At a press conference with the head of the Metropolitan Transportation Authority and elected officials Monday, Gov. Kathy Hochul announced the plans to remake the nation's busiest train station and the redevelopment of its surrounding area as officially "decoupling."

The announcement ended months of speculation about plans to overhaul the station, which initially was going to be partially paid for with tax revenue from nearby development by Vornado, which controls most of the sites around the station. The publicly traded real estate firm had planned to build about 18M SF across as many as 10 new mixed-use buildings in the area.

But in February, Vornado executives said those plans could be delayed for at least two to three years because of tough economic conditions, uncertainty around office and rising interest rates. Last month, Vornado CEO Steven Roth said during a company earnings call the firm would “take a breath” on the project, and that the first building would likely be an apartment building, rather than an office.

The company is already building 5M SF in the area, an achievement Roth described as “heroic.”
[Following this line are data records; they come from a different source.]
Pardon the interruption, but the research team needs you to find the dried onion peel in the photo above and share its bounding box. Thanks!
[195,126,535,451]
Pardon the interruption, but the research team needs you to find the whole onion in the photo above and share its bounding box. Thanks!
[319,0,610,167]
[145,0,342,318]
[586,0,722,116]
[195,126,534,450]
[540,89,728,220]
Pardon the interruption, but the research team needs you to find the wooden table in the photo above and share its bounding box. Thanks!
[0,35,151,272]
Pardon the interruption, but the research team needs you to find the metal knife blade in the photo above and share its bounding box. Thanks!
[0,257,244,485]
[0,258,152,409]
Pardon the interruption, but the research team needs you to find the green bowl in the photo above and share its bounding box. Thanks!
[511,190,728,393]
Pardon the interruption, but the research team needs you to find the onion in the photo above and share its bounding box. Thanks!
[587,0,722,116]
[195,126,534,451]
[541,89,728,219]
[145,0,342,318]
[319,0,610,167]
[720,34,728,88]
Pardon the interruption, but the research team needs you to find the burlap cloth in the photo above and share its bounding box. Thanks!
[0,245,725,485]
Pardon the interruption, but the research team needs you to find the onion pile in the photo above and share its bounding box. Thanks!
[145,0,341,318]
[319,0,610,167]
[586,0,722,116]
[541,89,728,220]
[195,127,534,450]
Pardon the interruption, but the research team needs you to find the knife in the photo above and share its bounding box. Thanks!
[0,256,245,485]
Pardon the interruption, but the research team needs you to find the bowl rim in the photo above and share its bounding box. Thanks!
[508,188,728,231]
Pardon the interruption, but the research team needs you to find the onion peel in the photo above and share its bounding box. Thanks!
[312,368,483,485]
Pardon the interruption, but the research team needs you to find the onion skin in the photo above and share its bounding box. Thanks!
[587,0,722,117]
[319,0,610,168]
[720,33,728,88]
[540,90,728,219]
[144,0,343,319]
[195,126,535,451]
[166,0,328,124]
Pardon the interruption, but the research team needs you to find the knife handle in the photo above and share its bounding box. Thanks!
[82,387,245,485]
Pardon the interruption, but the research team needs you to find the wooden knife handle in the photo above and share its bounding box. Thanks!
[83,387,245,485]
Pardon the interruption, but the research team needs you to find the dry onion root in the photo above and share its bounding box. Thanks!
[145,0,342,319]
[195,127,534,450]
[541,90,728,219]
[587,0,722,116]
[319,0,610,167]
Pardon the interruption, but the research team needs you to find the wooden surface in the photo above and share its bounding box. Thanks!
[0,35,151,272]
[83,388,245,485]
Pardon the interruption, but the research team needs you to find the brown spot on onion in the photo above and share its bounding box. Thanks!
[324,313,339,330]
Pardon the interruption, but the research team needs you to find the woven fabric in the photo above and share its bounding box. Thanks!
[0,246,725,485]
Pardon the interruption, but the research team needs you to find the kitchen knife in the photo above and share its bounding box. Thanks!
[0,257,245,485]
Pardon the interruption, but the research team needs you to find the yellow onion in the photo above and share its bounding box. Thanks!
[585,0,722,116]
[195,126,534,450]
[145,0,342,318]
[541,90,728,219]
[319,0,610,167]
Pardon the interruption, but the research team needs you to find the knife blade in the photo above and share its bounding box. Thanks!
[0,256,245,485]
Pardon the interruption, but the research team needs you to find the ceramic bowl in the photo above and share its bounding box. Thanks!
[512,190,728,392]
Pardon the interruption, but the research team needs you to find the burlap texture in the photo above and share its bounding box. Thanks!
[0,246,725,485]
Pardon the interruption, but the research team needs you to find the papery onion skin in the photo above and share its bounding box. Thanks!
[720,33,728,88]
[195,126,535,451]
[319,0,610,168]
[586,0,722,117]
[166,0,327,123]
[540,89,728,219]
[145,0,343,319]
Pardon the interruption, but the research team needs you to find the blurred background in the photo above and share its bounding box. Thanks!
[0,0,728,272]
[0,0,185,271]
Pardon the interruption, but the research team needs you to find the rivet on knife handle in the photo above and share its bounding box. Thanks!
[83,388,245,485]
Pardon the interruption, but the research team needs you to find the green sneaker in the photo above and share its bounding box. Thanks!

Hochul had already said that the redevelopment of the station could move forward without the developer's involvement, despite the role it was playing in the finances. The state was projecting to bring in $3.75B in payments in lieu of taxes from Vornado. The buildings were to remain off New York City’s tax rolls for 80 years, or until the agreed-upon contributions were met, per the financing deal unveiled by Hochul and Mayor Eric Adams last year. 

It remains unclear how the state plans to fund the project going forward, although Hochul said it would seek to tap federal funding.

While Amtrak owns the station, the MTA is taking the lead on the redesign. The design phase is now officially open, with Hochul saying she would “entertain all concepts” on how to fix it.

A subsidiary of the Italian firm ASTM Group has presented a proposal to redevelop the station as well as the Theater at Madison Square Garden, a plan that has curried the favor of some state and local leaders, though it has not been given the tick of approval from MTA CEO Janno Lieber, The New York Times reported.

A representative from ASTM told Crain’s New York Business that it believes the firm’s plan, of which details and costs are due to be released Wednesday, fit with Hochul’s vision. 

For its part, Vornado is continuing to look for an anchor tenant for its Penn 2 office development, which spans 1.8M SF and already has seven floors leased to Madison Square Garden’s corporate headquarters. Penn 1 has leased 700K SF, at rents of $100 per SF, The Wall Street Journal reported this week.

The REIT is spending $1.2B combined renovating the two buildings, betting that Penn Station proximity, and the convenient commute it portends, will be a differentiator amid a dwindling pool of office demand. It has funded those projects with the profits of its sales at luxury condo tower 220 Central Park South.

“We have no debt,” Roth told the WSJ. “We have no time limit.”